Commerce charnel et prostitution à Trois-Rivières entre 1850 et 1900

 In 40e_anniversaire

Par Francis Bergeron, détenteur d’une maîtrise en études québécoises à l’UQTR.

Au XIXe siècle, le développement portuaire de Trois-Rivières est accéléré avec l’exploitation forestière, le commerce du bois, la sidérurgie et la construction du chemin de fer Grand-Tronc. En tant que société régionale de la Mauricie, non encore tout à fait urbaine, Trois-Rivières devient en quelques décennies le lieu de transit du commerce régional. En fait, la ville connaît alors une phase d’expansion industrielle et démographique comme les autres grands centres urbains. Ainsi, la ville de Trois-Rivières accueille durant la période estivale des travailleurs « saisonniers », tels que les bûcherons, les employés de chemins de fer et les marins. Dès lors, nous pouvons facilement déduire que durant cette période la ville était fréquentée par une population majoritairement masculine. Dans ces conditions, « cette population fournit un lot de clientèle pour les bordels de la ville »[1].

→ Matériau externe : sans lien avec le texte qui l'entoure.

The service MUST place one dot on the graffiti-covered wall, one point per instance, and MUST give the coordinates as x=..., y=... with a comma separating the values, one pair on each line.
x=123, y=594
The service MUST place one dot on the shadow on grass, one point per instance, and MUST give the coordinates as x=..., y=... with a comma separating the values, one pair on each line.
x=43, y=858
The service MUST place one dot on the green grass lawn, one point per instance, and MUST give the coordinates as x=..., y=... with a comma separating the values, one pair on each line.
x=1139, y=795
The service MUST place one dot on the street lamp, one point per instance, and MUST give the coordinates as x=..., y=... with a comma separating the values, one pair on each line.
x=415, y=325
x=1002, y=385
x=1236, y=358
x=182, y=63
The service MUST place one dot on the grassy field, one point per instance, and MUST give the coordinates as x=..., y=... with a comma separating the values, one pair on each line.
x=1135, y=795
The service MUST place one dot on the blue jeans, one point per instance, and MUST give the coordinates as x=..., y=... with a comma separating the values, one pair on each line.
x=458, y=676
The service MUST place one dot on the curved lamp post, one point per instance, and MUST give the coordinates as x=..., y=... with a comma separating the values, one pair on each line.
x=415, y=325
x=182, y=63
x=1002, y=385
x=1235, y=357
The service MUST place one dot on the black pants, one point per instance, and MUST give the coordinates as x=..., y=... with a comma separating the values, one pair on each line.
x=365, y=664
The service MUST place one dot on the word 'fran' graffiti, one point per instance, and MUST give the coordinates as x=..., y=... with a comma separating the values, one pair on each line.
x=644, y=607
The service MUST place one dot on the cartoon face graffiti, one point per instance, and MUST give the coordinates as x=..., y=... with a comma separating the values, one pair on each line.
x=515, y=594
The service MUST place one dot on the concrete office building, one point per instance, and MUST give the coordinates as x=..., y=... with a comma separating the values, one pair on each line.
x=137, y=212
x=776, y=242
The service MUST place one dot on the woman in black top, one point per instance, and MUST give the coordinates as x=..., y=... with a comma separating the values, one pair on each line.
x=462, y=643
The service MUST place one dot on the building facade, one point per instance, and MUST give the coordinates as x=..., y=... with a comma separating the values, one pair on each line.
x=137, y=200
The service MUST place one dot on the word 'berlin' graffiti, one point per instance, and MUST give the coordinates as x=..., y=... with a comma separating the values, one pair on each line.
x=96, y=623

  • Quels sont les lieux de débauche à Trois-Rivières?

Après 1850, le commerce charnel trifluvien compte plusieurs lieux de débauche publics et privés où les clients « commettent le mal » avec des femmes[2]. Les lieux de débauche se trouvent sur l’ensemble du territoire du district de Trois-Rivières[3].

Le dépouillement des dossiers judiciaires permet d’identifier les deux endroits publics les plus fréquentés de Trois-Rivières par les prostituées et leurs clients entre 1850 et 1900 : le terrain de l’exposition et le Coteau Saint-Louis[4].

Les lieux privés sont majoritairement associés aux maisons malfamées tenues par une tenancière ou un tenancier et situées dans les différents quartiers de la ville. D’ailleurs, chaque quartier de la ville de Trois-Rivières possède sa propre maison de désordre. Toutefois, certains quartiers sont plus souvent liés à la prostitution. C’est notamment le cas des quartiers Saint-Louis et Saint-Philippe où l’on compte 78% des arrestations[5].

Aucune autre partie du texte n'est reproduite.